The next three endocytosis operations use the clathrin system; clathrins are proteins that gather on the inside of the cell membrane when endocytosis is initiated. Due to their structure, clathrins, when stimulated, naturally bond to one another to form cages around the ingested molecules.
Macropinocytosis is the process of ingesting larger molecules and is activated when the cell membrane undergoes cell surface ruffling or structural reformation of the membrane. The physical stimulation causes vesicles to form; these are later internalized. This has made macropinocytosis less selective and more efficient than the other types of endocytic processes.
Unlike macropinocytosis, receptor-mediated endocytosis relies on cell surface receptors to distinguish certain molecules and therefore can only bring in molecules in a one-to-one ratio.
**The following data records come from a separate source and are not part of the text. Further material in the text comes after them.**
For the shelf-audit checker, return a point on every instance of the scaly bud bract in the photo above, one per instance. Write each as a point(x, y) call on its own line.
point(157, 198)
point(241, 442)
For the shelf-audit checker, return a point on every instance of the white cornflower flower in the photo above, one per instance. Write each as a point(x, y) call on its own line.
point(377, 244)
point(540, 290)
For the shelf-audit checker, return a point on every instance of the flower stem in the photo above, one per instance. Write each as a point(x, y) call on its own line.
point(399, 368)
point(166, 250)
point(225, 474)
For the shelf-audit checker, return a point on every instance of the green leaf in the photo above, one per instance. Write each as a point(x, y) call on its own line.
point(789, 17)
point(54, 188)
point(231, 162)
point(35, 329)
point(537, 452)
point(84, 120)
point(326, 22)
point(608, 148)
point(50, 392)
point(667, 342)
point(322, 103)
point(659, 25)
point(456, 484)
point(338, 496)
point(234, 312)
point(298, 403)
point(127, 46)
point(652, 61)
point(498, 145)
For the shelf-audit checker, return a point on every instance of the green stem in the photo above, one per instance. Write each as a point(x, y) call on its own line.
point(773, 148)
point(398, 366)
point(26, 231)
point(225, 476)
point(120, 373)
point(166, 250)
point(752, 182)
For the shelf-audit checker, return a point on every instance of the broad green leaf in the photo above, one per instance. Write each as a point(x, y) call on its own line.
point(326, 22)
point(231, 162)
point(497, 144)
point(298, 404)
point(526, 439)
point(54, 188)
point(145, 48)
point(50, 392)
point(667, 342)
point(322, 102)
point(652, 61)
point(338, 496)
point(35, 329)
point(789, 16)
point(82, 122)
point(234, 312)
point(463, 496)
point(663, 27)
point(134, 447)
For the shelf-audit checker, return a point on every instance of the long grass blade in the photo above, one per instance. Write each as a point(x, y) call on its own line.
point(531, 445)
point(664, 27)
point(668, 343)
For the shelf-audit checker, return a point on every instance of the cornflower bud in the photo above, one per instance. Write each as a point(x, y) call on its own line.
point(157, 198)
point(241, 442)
Molecules will accumulate on the cell surface and signal the membrane to begin ingestion. Once the concentration is high enough, invagination begins with the recruitment of clathrins forming a coat or cage around the particle. Phagocytosis engulfs molecules by manipulating the cell’s membrane to surround and grab molecules, creating a vesicle called phagosomes. Phagocytosis is unique in that it specializes in the destruction and disposal of waste.
Function of Endocytosis
Endocytosis is used for receptor signaling, nutrient uptake, membrane remodeling, pathogen entry, and neurotransmission, as well as modulating cell signaling responses. In developing tissues, it has been found that endocytosis aids in cell migration. Toxins, pathogens, and foreign debris have also been found to exploit the different endocytic pathways in order to gain entry into the cell. The particles will recruit clathrins (proteins necessary for vesicle shape and formation) or will initiate the first steps of the pathway in order to begin the process to enter the cell.
Example of Endocytosis
Cholesterol is a much needed component in the cell that is present in the plasma membrane and is also used as a hormone precursor. A lipoprotein complex (such as LDL or low density lipoprotein) is then used to transport the cholesterol to other cells in the body. On the surface of the cell is a LDL receptor that binds the LDL complex to begin the endocytic process.
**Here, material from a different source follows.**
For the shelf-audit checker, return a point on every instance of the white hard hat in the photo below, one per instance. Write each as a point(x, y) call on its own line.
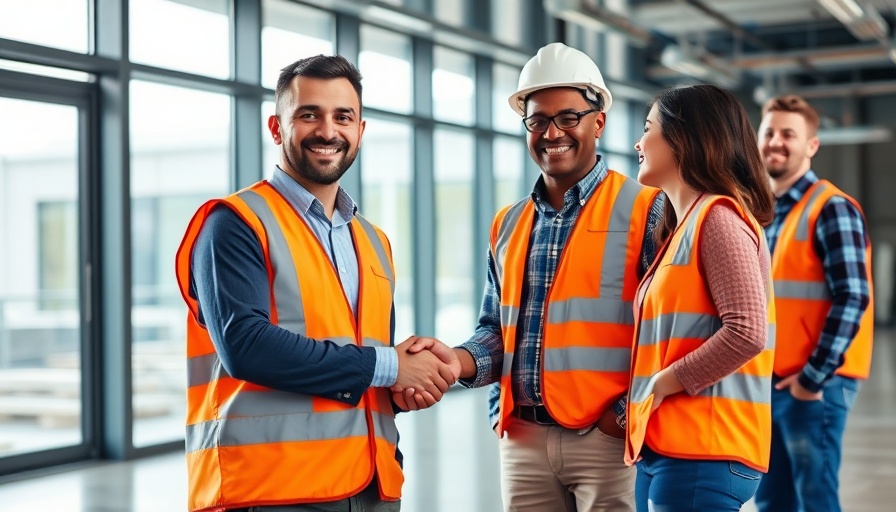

These receptors were synthesized in the Endoplasmic Reticulum (ER) and were then transported and processed in the Golgi. Once the receptor is bound to the complex on the surface of the cell, clathrins are recruited along with other proteins that aid in the process. The receptors cluster together to form clathrin-coated pits.
The coated pits are pinched off, forming endocytic vesicles, and are then uncoated. After uncoating, the vesicle is delivered to an endosome. The low pH in the endosome causes a conformational change that releases the LDL particles. These particles are then directed to the lysosome for degradation, releasing the cholesterol into the cell.
The immune system’s purpose is to rid the body of any pathogens or foreign particulates that can cause disease. These molecules can be detrimental to the body so it is imperative that the invading pathogen is cleared out quickly. Signal proteins within the body alert phagocytes, or immune cells, to travel to the pathogens located at infected sites.
Embedded on the surface of phagocytes are cell receptors, called Toll-Like Receptors (TLR), that bind to specific bacteria; different types of bacteria will bind to different TLRs. Once a bacteria binds to the receptor, a cascade signal will initiate endocytosis. The cell membrane will begin to engulf the bacteria and creates a phagosome or phagocytic vesicle. The phagosome will then transport the bacteria to the lysosome, where they fuse together forming a phagolysosome. Within the phagolysosome are various factors that destroy and break apart the microbe.